Августин
Кто раз обманул, тому в другой раз не следует легко верить; тебе придется изменить свой характер, наружность и жизнь, прежде чем ты убедишь меня, что ты изменил свою душу. Может быть, твое пламя несколько утихло и ослабело, но оно не угасло. И ты, приписывающий столь многое предмету твоей любви, разве ты не замечаешь, как сильно ты осуждаешь себя, оправдывая ее? Тебе угодно выставлять ее образцом святости - тем самым ты признаешь себя безумным и преступным; она, по твоим словам, была в высшей степени счастлива, ты {179} же - глубоко несчастлив любовью к ней. Ведь с этого, если помнишь, я и начал.
Франциск
Помню и не могу отрицать, что это так.
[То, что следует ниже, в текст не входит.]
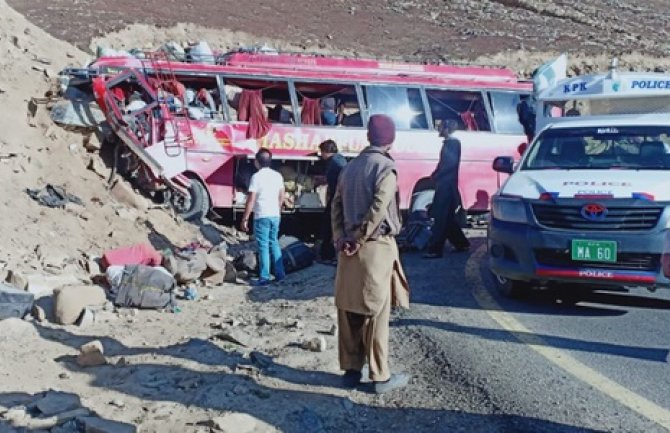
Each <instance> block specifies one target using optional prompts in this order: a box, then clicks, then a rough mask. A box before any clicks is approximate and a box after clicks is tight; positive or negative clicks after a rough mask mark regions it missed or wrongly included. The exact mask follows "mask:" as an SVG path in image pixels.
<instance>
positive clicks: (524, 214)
mask: <svg viewBox="0 0 670 433" xmlns="http://www.w3.org/2000/svg"><path fill="white" fill-rule="evenodd" d="M491 214H492V217H493V218H495V219H497V220H500V221H506V222H511V223H521V224H526V223H528V215H527V214H526V206H525V205H524V203H523V200H522V199H521V198H520V197H510V196H504V195H494V196H493V199H492V200H491Z"/></svg>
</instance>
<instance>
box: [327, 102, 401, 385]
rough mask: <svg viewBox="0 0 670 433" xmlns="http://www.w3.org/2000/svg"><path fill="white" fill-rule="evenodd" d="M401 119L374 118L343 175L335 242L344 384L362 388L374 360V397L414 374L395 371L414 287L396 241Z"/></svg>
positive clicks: (336, 197) (336, 205) (342, 171)
mask: <svg viewBox="0 0 670 433" xmlns="http://www.w3.org/2000/svg"><path fill="white" fill-rule="evenodd" d="M394 140H395V125H394V124H393V120H392V119H391V118H390V117H388V116H384V115H373V116H371V117H370V121H369V123H368V141H369V142H370V146H368V147H367V148H365V149H364V150H363V151H362V152H361V153H360V154H359V155H358V156H357V157H356V158H354V159H353V160H352V161H351V162H350V163H349V164H348V165H347V166H346V167H345V168H344V170H343V171H342V174H341V176H340V179H339V182H338V185H337V190H336V192H335V197H334V198H333V204H332V215H331V216H332V225H333V238H334V239H335V241H336V248H337V250H338V251H339V259H338V265H337V276H336V277H335V305H336V306H337V316H338V323H339V358H340V368H341V369H342V370H345V374H344V379H343V383H344V385H345V386H347V387H352V388H353V387H356V386H357V385H358V384H359V383H360V380H361V370H362V369H363V365H364V364H365V362H366V360H367V361H368V364H369V372H370V376H369V377H370V380H371V381H372V382H373V388H374V392H376V393H383V392H388V391H391V390H393V389H396V388H400V387H403V386H405V385H407V383H408V381H409V377H408V376H407V375H406V374H402V373H401V374H391V371H390V369H389V365H388V341H389V317H390V312H391V305H393V306H398V307H404V308H407V307H409V287H408V285H407V279H406V278H405V274H404V272H403V269H402V266H401V264H400V256H399V253H398V246H397V245H396V242H395V236H396V235H397V234H398V233H399V232H400V228H401V222H400V214H399V207H398V194H397V191H398V180H397V173H396V168H395V162H394V161H393V159H392V158H391V156H390V155H389V154H388V152H389V151H390V149H391V145H392V144H393V141H394Z"/></svg>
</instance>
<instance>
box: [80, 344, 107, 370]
mask: <svg viewBox="0 0 670 433" xmlns="http://www.w3.org/2000/svg"><path fill="white" fill-rule="evenodd" d="M79 351H80V353H79V356H77V365H79V366H80V367H95V366H98V365H104V364H107V359H105V355H104V349H103V347H102V343H101V342H100V341H99V340H93V341H91V342H89V343H86V344H84V345H83V346H81V347H80V348H79Z"/></svg>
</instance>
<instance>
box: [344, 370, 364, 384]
mask: <svg viewBox="0 0 670 433" xmlns="http://www.w3.org/2000/svg"><path fill="white" fill-rule="evenodd" d="M361 377H362V375H361V372H360V371H358V370H346V371H345V372H344V375H343V376H342V386H343V387H344V388H356V387H357V386H358V385H360V383H361Z"/></svg>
Теперь я вижу, куда ты незаметно привел меня.
Августин
Для того чтобы ты ясно видел это, напряги свое внимание. Ничто в такой степени не порождает забвения Бога или презрения к нему, как любовь к преходящим вещам, в особенности та, которую, собственно, обозначают именем "Амор" (что превосходит всякое кощунство), которую называют даже Богом, очевидно, для того, чтобы сколько-нибудь извинить человеческое безумие небесным оправданием и чтобы под видом божественного внушения свободнее совершать этот страшный грех.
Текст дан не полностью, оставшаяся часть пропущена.